Over all, acceptance of gay marriage is on an upward trajectory, with a majority of Americans now supporting it compared to only about a third in 2002.
What is interesting is who has not joined in this rapidly increasing consensus.
First of all, Republicans mostly have not. Some 62% of Republicans, nearly a super-majority, oppose same-sex marriage.
This statistic is the mirror image of Democrats, among whom 64% support same-sex marriage.
The elderly have not joined the new consensus Of the “silent generation” now 68 and older, only 37% support gay marriage.
In contrast, among Millennials about 70% support gay marriage.
Youth is such a determining factor here that it overwhelms the other identity considerations; 60% of African-American Millennials accept gay marriage and half of young Republicans do.
People who don’t know any gays have not joined the new consensus.
“Americans who have a close friend or family member who is gay or lesbian are 27 points more likely than those who do not to favor allowing gay and lesbian couples to legally marry (63% vs. 36%).”
Evangelicals mostly have not joined the new consensus.
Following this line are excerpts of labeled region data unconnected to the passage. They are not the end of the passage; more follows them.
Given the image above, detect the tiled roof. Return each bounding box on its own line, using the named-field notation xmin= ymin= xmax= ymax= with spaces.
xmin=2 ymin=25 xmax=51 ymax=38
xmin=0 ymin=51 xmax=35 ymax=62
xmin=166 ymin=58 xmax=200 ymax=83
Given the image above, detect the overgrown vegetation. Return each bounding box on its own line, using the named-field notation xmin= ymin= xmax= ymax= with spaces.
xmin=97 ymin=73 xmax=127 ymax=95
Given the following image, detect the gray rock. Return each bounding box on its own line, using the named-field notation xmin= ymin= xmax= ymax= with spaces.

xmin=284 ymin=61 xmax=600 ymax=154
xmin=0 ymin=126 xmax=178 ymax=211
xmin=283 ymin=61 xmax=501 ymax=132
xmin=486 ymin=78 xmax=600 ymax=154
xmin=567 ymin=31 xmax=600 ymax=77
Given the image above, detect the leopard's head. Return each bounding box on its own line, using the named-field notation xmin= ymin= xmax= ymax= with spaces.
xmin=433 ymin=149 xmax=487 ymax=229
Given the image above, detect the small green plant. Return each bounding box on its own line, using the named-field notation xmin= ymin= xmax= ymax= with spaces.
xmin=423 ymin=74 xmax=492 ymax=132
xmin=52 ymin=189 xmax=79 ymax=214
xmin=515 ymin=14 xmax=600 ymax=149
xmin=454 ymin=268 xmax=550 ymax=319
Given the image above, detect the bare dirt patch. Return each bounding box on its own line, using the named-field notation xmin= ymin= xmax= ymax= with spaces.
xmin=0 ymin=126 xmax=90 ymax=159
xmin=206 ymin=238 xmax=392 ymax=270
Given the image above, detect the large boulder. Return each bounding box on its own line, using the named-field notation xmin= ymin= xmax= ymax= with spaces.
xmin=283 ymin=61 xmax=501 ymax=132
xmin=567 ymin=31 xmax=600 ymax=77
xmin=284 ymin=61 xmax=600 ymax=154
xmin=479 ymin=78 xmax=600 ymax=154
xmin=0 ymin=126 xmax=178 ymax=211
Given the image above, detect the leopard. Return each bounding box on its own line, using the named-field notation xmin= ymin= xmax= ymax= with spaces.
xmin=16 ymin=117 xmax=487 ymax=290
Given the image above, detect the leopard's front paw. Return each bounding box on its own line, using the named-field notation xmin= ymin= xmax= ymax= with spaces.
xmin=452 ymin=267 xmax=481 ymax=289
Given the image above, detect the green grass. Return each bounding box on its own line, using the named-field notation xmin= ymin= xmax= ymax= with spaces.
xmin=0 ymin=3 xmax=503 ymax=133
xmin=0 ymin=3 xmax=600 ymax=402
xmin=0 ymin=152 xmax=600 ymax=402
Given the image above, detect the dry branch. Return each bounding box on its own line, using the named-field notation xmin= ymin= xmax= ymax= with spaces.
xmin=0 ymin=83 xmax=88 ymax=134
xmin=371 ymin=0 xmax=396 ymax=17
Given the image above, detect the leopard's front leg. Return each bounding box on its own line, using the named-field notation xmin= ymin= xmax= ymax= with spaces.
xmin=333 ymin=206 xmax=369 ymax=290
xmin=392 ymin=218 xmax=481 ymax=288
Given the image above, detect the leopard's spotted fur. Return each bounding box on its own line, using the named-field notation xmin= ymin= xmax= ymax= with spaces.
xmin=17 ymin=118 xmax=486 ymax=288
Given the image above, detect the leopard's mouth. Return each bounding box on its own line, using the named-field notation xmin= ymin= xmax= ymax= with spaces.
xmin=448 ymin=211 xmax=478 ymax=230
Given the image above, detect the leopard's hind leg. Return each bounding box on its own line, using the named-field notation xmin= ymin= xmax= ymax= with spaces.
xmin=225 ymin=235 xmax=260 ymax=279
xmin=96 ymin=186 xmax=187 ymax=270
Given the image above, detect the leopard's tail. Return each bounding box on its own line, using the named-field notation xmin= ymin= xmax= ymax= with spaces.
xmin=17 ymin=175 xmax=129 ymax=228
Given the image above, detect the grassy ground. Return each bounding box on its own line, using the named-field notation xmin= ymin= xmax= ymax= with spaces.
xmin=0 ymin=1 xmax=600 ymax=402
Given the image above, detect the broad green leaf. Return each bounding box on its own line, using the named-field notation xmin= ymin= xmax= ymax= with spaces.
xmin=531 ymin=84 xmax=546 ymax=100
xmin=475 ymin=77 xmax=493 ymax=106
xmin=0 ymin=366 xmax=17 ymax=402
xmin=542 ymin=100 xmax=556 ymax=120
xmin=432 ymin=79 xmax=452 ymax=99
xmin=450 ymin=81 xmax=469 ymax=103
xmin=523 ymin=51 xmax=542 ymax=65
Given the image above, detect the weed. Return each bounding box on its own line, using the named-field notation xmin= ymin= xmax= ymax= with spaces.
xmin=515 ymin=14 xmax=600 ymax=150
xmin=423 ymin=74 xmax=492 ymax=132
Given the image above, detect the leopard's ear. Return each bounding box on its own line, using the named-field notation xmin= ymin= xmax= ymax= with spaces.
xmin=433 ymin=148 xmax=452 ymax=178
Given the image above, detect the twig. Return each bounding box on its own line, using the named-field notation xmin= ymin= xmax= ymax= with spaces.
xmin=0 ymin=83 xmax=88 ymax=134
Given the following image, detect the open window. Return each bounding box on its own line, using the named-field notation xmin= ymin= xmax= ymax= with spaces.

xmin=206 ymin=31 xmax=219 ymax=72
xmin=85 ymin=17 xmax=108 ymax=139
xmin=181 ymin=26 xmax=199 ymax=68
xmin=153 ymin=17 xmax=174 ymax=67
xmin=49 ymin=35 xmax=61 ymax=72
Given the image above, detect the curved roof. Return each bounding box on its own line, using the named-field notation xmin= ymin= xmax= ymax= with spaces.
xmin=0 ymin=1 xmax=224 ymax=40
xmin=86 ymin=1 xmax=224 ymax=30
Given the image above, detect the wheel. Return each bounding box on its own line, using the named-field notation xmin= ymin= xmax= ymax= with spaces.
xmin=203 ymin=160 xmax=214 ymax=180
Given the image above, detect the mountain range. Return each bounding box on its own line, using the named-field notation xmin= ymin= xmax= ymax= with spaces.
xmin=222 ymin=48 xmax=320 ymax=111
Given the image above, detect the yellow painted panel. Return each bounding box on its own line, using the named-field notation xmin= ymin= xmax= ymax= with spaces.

Some 69% of white evangelical Protestants and 59% of African-American Protestants are opposed. (Only 27% of white evangelical Protestants favor gay marriage, and only 35% of African-American Protestants).
The negative teachings among some Protestants about gays has been experienced as alienating by many people. Some 25% of Americans who have left their childhood religion say that their church’s negative teachings about or treatment of gays and Lesbians was one reason they abandoned their faith.
About one third of Millennials (those born in the early 1980s through around 2000 CE) who have left their ancestral religion said they did so in some part because of their religion’s negative feelings toward gays.
So not only are young people significantly more accepting of gay marriage than the elderly, but a significant proportion are even leaving their ancestral religion over anti-gay prejudice.
Southerners have not joined the new consensus, with 48% opposed and 48% accepting. In all other regions of the country, a majority accepts gay marriage, though sometimes a slim majority.
So it is obvious why Republicans are so different from Democrats on the issue. The party is disproportionately Southern, evangelical and elderly.
What is striking about the divide, however, is that it isn’t absolute. Even among Republicans a third or so accept gay marriage. A little over a quarter of white evangelicals do. Among religious people, a majority of white and Latino Catholics accept gay marriage. (One divide the survey does not seem to have tested for is between urban and rural people, for which Catholic and Protestant are fair proxies. Catholics are very disproportionately urban; while many Protestants are urban, Protestants dominate the rural sector).
In every group, far more youth accept gay marriage than older people. This finding suggests that divisive politics around the issue, such as we just saw in Arizona, aren’t long for this world. In 20 years when the Millennials are starting to come to power, discrimination against gay people will always be an overwhelmingly losing issue, among all major groups and in every region of the country.